Yeah, I get that, I tried and I got \[dy/dx (e^(xy)) (y+x(dy/dx))=2+5(dy/dx)\] Which as far as I can tell can't be simplified?

Answer 5

We're going to want to group the (y')s.
Hmm why is there a dy/dx in front of the exponential term?

Answer 6

\[\Large e^{xy}(y+xy')\quad=\quad2+5y'\]Your work looks good besides that little part.

Answer 7

To put multiple things inside of an exponent, the code requires you to use curly braces.
e^{xy}

just something to keep in mind ^^

Answer 8

I may not understand this, but isn't the derivative of e^xy \[(dy/dx)(e^(xy)) \] and then the rest?

Answer 9

Oh okay, my bad, first time using this site.

Answer 10

No, we only throw on a dy/dx when we take the derivative of y directly.

Answer 11

So why doesn't the derivative of e^xy have a (dy/dx) ? There's a y in that part of it?

Answer 12

Oooh I see.

Answer 13

It will have a dy/dx eventually :) after chain rule finishes hehe

Answer 14

inside the brackets, like you did correctly.

Answer 15

Thanks a ton, that means I can simplify then.

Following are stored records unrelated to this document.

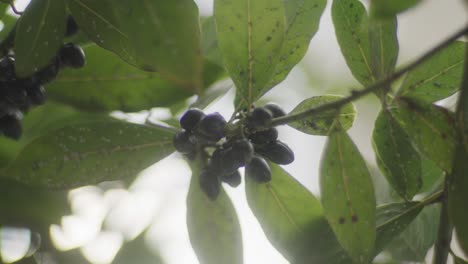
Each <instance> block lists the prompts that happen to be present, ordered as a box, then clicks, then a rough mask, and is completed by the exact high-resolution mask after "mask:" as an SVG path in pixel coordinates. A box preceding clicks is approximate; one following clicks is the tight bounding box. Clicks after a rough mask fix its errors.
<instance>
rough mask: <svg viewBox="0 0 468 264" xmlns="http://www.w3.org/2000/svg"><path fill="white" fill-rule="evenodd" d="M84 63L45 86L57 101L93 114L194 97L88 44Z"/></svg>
mask: <svg viewBox="0 0 468 264" xmlns="http://www.w3.org/2000/svg"><path fill="white" fill-rule="evenodd" d="M84 51H85V53H86V56H87V64H86V66H85V67H83V68H82V69H65V70H63V71H61V72H60V74H59V76H58V77H57V78H56V79H55V81H54V82H52V83H50V84H49V85H48V86H47V94H48V96H49V97H50V98H51V99H53V100H56V101H59V102H62V103H66V104H70V105H73V106H75V107H77V108H80V109H84V110H88V111H90V110H92V111H112V110H122V111H129V112H130V111H140V110H143V109H149V108H152V107H157V106H169V105H172V104H174V103H176V102H179V101H181V100H183V99H185V98H187V97H189V96H191V95H192V94H193V91H191V90H190V89H187V88H184V87H182V86H179V85H175V84H173V83H171V82H169V81H166V80H164V79H162V78H161V75H160V74H158V73H153V72H145V71H142V70H139V69H137V68H135V67H133V66H131V65H129V64H127V63H125V62H124V61H122V60H121V59H119V58H118V57H117V56H115V55H114V54H112V53H110V52H108V51H106V50H104V49H101V48H100V47H98V46H95V45H91V46H88V47H86V48H85V49H84Z"/></svg>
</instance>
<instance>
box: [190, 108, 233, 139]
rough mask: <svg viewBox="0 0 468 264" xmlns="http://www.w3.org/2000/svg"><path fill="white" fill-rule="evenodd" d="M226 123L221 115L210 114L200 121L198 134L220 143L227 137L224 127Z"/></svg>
mask: <svg viewBox="0 0 468 264" xmlns="http://www.w3.org/2000/svg"><path fill="white" fill-rule="evenodd" d="M226 123H227V122H226V120H225V119H224V117H223V116H222V115H220V114H219V113H213V114H209V115H206V116H205V117H204V118H203V119H202V120H201V121H200V123H199V124H198V126H197V132H199V133H200V134H201V135H203V136H206V137H207V138H209V139H211V140H213V141H218V140H220V139H221V138H223V137H224V135H225V133H224V126H226Z"/></svg>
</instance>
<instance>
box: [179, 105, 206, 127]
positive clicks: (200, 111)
mask: <svg viewBox="0 0 468 264" xmlns="http://www.w3.org/2000/svg"><path fill="white" fill-rule="evenodd" d="M203 117H205V113H203V111H202V110H200V109H198V108H192V109H190V110H188V111H187V112H185V114H184V115H183V116H182V117H181V118H180V126H181V127H182V128H183V129H185V130H192V129H194V128H195V126H196V125H197V124H198V122H200V120H202V118H203Z"/></svg>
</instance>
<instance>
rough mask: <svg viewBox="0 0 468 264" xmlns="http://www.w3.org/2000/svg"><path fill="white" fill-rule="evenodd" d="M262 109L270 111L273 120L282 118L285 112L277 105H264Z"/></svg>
mask: <svg viewBox="0 0 468 264" xmlns="http://www.w3.org/2000/svg"><path fill="white" fill-rule="evenodd" d="M263 107H264V108H266V109H268V110H270V112H271V114H272V116H273V118H277V117H282V116H285V115H286V112H284V110H283V109H282V108H281V107H279V106H278V105H277V104H273V103H269V104H266V105H264V106H263Z"/></svg>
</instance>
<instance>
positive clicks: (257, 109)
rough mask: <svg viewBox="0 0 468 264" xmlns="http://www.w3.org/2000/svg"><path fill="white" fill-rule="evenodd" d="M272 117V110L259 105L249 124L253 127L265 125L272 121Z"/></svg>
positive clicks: (249, 122) (250, 117)
mask: <svg viewBox="0 0 468 264" xmlns="http://www.w3.org/2000/svg"><path fill="white" fill-rule="evenodd" d="M272 117H273V115H272V114H271V112H270V110H268V109H266V108H263V107H257V108H255V109H254V110H253V111H252V113H251V115H250V118H249V124H250V125H251V126H253V127H264V126H267V125H268V124H269V123H270V121H271V118H272Z"/></svg>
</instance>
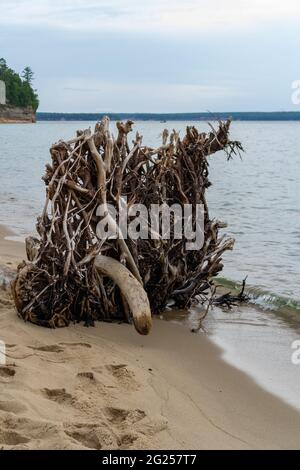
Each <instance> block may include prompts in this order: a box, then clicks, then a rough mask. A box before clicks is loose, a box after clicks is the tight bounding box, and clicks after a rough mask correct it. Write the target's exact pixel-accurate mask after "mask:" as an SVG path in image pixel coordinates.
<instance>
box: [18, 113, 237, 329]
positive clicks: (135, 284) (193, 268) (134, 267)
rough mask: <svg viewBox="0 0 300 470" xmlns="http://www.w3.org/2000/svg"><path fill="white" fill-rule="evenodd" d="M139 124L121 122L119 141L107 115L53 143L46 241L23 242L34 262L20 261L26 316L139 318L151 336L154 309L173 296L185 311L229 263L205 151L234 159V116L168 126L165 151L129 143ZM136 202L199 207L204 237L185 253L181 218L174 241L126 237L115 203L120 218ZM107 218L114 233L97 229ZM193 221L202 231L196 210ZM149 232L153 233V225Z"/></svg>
mask: <svg viewBox="0 0 300 470" xmlns="http://www.w3.org/2000/svg"><path fill="white" fill-rule="evenodd" d="M132 124H133V123H132V122H131V121H127V122H126V123H122V122H118V123H117V130H118V133H117V137H116V138H114V137H113V136H112V134H111V132H110V128H109V119H108V118H107V117H105V118H103V119H102V121H101V122H99V123H97V124H96V127H95V131H94V133H92V132H91V130H90V129H88V130H84V131H77V134H76V137H75V138H74V139H72V140H70V141H59V142H58V143H56V144H55V145H53V146H52V147H51V149H50V153H51V158H52V163H51V164H48V165H46V173H45V175H44V177H43V179H44V182H45V184H46V202H45V206H44V210H43V212H42V214H41V216H40V217H39V218H38V221H37V232H38V234H39V239H34V238H32V237H29V238H28V239H27V240H26V247H27V257H28V261H27V262H23V263H22V264H21V265H19V267H18V274H17V277H16V279H15V281H14V282H13V284H12V292H13V296H14V300H15V304H16V307H17V310H18V312H19V314H20V316H21V317H22V318H24V320H26V321H31V322H33V323H36V324H38V325H42V326H48V327H62V326H67V325H68V324H69V323H70V322H72V321H82V320H83V321H84V322H85V324H86V325H92V324H93V323H94V321H95V320H103V321H126V322H131V321H132V320H133V322H134V325H135V327H136V329H137V331H138V332H139V333H141V334H147V333H148V332H149V330H150V328H151V313H152V314H157V313H159V312H161V311H162V310H163V309H165V307H166V305H167V303H168V301H169V300H170V299H172V300H173V302H174V303H175V305H176V306H178V307H181V308H182V307H189V306H190V305H191V303H192V302H193V301H197V302H205V301H207V299H208V298H209V296H210V290H211V286H212V278H213V277H214V276H216V275H217V274H218V273H219V272H220V271H221V270H222V267H223V265H222V255H223V253H224V252H225V251H226V250H231V249H232V248H233V244H234V240H233V239H226V238H224V237H220V236H219V229H220V228H223V227H225V226H226V225H225V224H224V223H222V222H220V221H217V220H210V217H209V211H208V206H207V202H206V197H205V192H206V189H207V188H208V187H209V186H210V182H209V179H208V170H209V164H208V157H209V156H210V155H211V154H214V153H215V152H217V151H219V150H224V151H225V152H226V154H227V158H230V157H231V156H232V155H233V154H236V153H239V152H240V150H242V147H241V144H240V143H239V142H233V141H230V140H229V127H230V121H227V122H220V123H219V127H218V129H217V130H215V129H214V128H213V127H211V132H209V133H200V132H198V130H197V129H196V128H195V127H194V126H192V127H187V129H186V134H185V136H184V137H183V138H180V136H179V134H178V133H177V132H176V131H173V132H171V133H170V134H169V133H168V131H167V130H165V131H164V132H163V134H162V143H161V145H160V146H159V147H158V148H151V147H147V146H145V145H143V144H142V136H140V135H139V134H138V133H137V134H136V136H135V139H134V140H133V142H132V145H131V146H130V145H129V143H128V134H129V133H130V132H131V130H132ZM136 203H139V204H143V205H144V206H145V207H146V208H147V209H149V210H150V206H151V205H152V204H156V205H158V206H161V205H162V204H167V205H168V206H171V205H173V204H177V205H179V206H184V205H186V204H190V205H191V206H192V207H196V206H197V205H202V207H203V208H204V209H203V211H204V214H203V217H204V220H203V244H202V245H201V247H200V248H198V249H197V250H192V251H191V250H188V249H187V245H186V242H187V239H186V237H185V236H184V234H183V236H182V237H181V238H180V239H178V238H177V237H176V236H175V228H174V224H173V225H172V227H171V230H170V233H169V238H168V239H166V238H165V237H163V236H162V235H160V234H157V233H155V234H154V235H155V236H154V237H151V236H149V237H148V238H144V239H142V238H138V239H133V238H131V237H130V236H129V237H128V238H126V237H124V234H123V233H122V228H121V224H120V223H119V222H118V220H116V218H114V217H113V216H112V214H111V210H110V207H113V208H115V210H116V213H117V215H120V214H119V212H120V207H124V206H126V209H127V210H128V209H129V216H128V217H129V219H130V220H132V215H130V208H132V207H133V205H134V204H136ZM99 205H101V207H102V209H103V211H102V213H101V216H99V215H97V214H98V212H97V210H98V208H99ZM159 217H160V219H159V220H160V222H161V218H162V215H160V216H159ZM103 219H105V223H106V225H107V227H108V229H109V230H110V231H112V232H113V233H115V234H116V236H115V237H114V238H112V237H109V236H108V237H106V238H105V237H104V238H103V237H102V238H99V236H97V226H98V223H99V220H103ZM191 219H192V220H191V223H192V226H193V227H194V228H195V226H196V224H197V220H196V213H195V211H193V212H192V215H191ZM172 220H173V222H174V217H173V219H172ZM148 229H149V234H152V235H153V228H151V226H150V223H149V227H148ZM151 231H152V233H151Z"/></svg>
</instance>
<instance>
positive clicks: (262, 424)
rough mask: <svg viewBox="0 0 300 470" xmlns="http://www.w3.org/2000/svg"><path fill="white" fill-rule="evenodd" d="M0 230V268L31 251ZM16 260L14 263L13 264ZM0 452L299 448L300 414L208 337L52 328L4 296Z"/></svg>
mask: <svg viewBox="0 0 300 470" xmlns="http://www.w3.org/2000/svg"><path fill="white" fill-rule="evenodd" d="M7 235H9V233H8V231H7V230H6V229H3V228H1V232H0V265H1V266H2V267H5V269H4V271H11V270H13V269H15V267H16V264H17V263H18V261H21V260H22V258H24V256H25V253H24V251H25V250H24V245H23V244H22V243H18V242H15V241H8V240H5V238H4V237H5V236H7ZM10 263H11V264H10ZM0 331H1V333H0V339H1V340H2V341H4V342H5V344H6V365H3V366H1V368H0V383H1V388H0V448H1V447H2V448H9V449H11V448H15V449H79V448H92V449H101V448H102V449H115V448H119V449H128V448H129V449H130V448H133V449H136V448H145V449H297V448H299V447H300V413H299V412H298V411H297V410H296V409H295V408H293V407H291V406H289V405H287V404H285V403H284V402H283V401H281V400H280V399H278V398H276V397H275V396H273V395H271V394H270V393H267V392H266V391H264V390H263V389H262V388H260V386H258V385H257V384H256V383H255V382H254V381H253V380H252V379H251V378H249V377H248V376H247V375H246V374H244V373H243V372H241V371H239V370H238V369H236V368H234V367H232V366H230V365H228V364H227V363H225V362H224V361H223V360H222V358H221V354H222V351H221V350H220V349H219V348H218V347H216V346H215V345H214V344H213V343H212V342H211V341H210V340H209V339H208V338H207V337H206V336H205V335H204V334H192V333H190V331H189V330H188V329H187V328H184V327H183V326H181V325H177V324H174V323H172V322H166V321H163V320H159V319H157V320H156V321H155V322H154V328H153V331H152V333H151V334H150V336H148V337H141V336H139V335H138V334H137V333H136V332H135V331H134V329H133V328H132V327H131V326H130V325H117V324H105V323H97V325H96V327H95V328H85V327H83V326H82V325H72V326H70V327H69V328H64V329H56V330H49V329H44V328H41V327H38V326H35V325H31V324H29V323H27V324H26V323H24V322H23V320H21V319H19V318H18V317H17V315H16V312H15V310H14V306H13V303H12V300H11V298H10V296H9V292H8V291H5V290H4V289H2V290H1V292H0Z"/></svg>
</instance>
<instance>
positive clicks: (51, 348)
mask: <svg viewBox="0 0 300 470" xmlns="http://www.w3.org/2000/svg"><path fill="white" fill-rule="evenodd" d="M29 347H30V349H33V350H34V351H43V352H55V353H60V352H63V351H64V349H63V348H61V347H60V346H59V345H58V344H49V345H46V346H38V347H35V346H29Z"/></svg>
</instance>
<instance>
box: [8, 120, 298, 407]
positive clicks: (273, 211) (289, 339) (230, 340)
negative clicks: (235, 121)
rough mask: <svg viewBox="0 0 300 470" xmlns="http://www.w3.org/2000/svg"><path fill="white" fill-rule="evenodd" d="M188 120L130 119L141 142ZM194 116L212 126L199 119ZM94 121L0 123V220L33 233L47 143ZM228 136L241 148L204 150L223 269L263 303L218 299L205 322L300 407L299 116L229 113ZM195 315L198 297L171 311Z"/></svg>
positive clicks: (66, 134)
mask: <svg viewBox="0 0 300 470" xmlns="http://www.w3.org/2000/svg"><path fill="white" fill-rule="evenodd" d="M187 124H188V123H187V122H178V121H177V122H167V123H159V122H136V123H135V129H136V130H138V131H139V132H140V133H141V134H142V135H143V136H144V143H145V144H147V145H153V146H156V145H159V143H160V135H161V133H162V130H163V129H164V128H165V127H167V128H168V129H173V128H174V129H176V130H180V131H181V133H182V134H183V132H184V129H185V126H186V125H187ZM192 124H193V125H196V126H197V127H198V128H199V129H201V130H208V126H207V124H206V123H204V122H200V123H196V122H194V123H192ZM90 125H91V126H94V123H88V122H38V123H37V124H35V125H1V126H0V174H1V185H0V224H4V225H7V226H10V227H11V228H12V229H13V230H14V231H15V233H16V234H17V235H18V236H19V237H22V238H24V237H25V236H26V235H28V234H32V233H34V231H35V228H34V227H35V219H36V217H37V216H38V215H39V214H40V212H41V210H42V207H43V203H44V196H45V188H44V184H43V182H42V181H41V176H42V175H43V173H44V166H45V164H46V163H47V162H48V161H50V155H49V147H50V146H51V144H52V143H54V142H57V141H58V140H59V139H69V138H72V137H73V136H74V135H75V132H76V130H77V129H84V128H87V127H89V126H90ZM112 127H113V128H114V127H115V124H114V123H112ZM231 138H232V139H234V140H240V141H241V142H242V144H243V146H244V148H245V150H246V153H245V154H244V155H243V159H242V160H240V159H239V158H238V157H236V158H235V159H234V160H232V161H230V162H227V161H226V157H225V155H224V154H223V153H221V152H220V153H218V154H215V155H213V156H212V157H211V158H210V180H211V182H212V183H213V186H212V187H211V188H209V190H208V194H207V195H208V202H209V208H210V214H211V217H215V218H218V219H221V220H223V221H226V222H227V223H228V228H227V229H225V230H224V231H223V233H225V234H226V235H228V236H232V237H234V238H235V239H236V245H235V249H234V250H233V251H232V252H228V253H227V254H226V255H225V257H224V264H225V267H224V271H223V273H222V277H223V278H226V279H227V284H228V285H229V286H231V281H239V282H240V281H241V280H242V279H243V278H245V276H246V275H248V281H247V282H248V285H249V286H252V288H251V289H250V290H251V294H252V297H253V300H254V301H255V303H256V304H258V305H259V306H260V307H262V308H261V309H260V308H253V307H251V306H249V307H242V308H240V307H238V308H235V309H233V310H232V311H231V312H226V311H225V312H224V311H222V310H221V309H217V308H214V309H213V311H212V312H211V313H210V315H208V317H207V320H206V321H205V328H206V331H207V332H208V333H209V334H210V336H211V337H212V339H213V340H214V341H215V342H216V343H217V344H219V345H220V346H221V347H222V348H223V351H224V358H225V359H226V360H228V361H229V362H231V363H233V364H234V365H236V366H237V367H240V368H242V369H243V370H246V371H247V372H248V373H249V374H250V375H252V376H253V377H254V378H255V379H256V380H257V381H258V382H259V383H260V384H261V385H262V386H264V387H265V388H267V389H268V390H270V391H271V392H273V393H275V394H277V395H279V396H281V397H282V398H284V399H285V400H287V401H288V402H289V403H291V404H293V405H294V406H297V407H298V408H300V398H299V397H300V365H299V366H295V365H293V364H292V362H291V354H292V349H291V344H292V342H293V341H295V340H297V339H300V302H299V301H300V287H299V285H300V122H234V123H233V124H232V128H231ZM198 316H199V312H198V311H197V307H195V308H194V309H192V310H191V312H190V315H189V317H187V316H186V312H182V314H181V313H180V312H177V313H176V314H175V315H174V316H172V315H171V316H170V318H169V319H171V320H172V321H181V322H183V323H184V322H186V323H187V324H188V325H190V324H191V323H193V322H194V321H195V322H196V323H197V318H198ZM254 345H255V347H254Z"/></svg>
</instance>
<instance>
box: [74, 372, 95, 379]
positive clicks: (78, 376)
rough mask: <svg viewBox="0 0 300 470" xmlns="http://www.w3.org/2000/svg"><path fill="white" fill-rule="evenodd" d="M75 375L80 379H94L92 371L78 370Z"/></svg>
mask: <svg viewBox="0 0 300 470" xmlns="http://www.w3.org/2000/svg"><path fill="white" fill-rule="evenodd" d="M77 377H79V378H80V379H88V380H91V381H95V376H94V374H93V372H78V374H77Z"/></svg>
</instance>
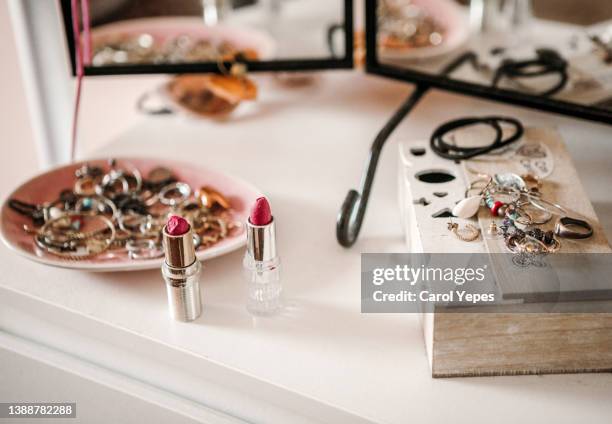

I wasn't understandingwhere to put (dy/dx). Okay, that clears up a lot. Thanks.

Answer 16

cool :)

Answer 17

Alright. Thanks again. How do I close the question?

Answer 18

Umm I think there is a button near the top of your thread to close it.
It's in blue if I recall.

Answer 19

Oh okay I see. Anyway to honor you more than just with the best response button?

Answer 20

No not really :)
You can go to someone's profile and leave a fan testimonial if you feel they've been really helpful. Not a big deal though.
I'm not here for brownie points hehe.

Answer 21

oh okay then. ^.^ I appreciate the help. You have a good one.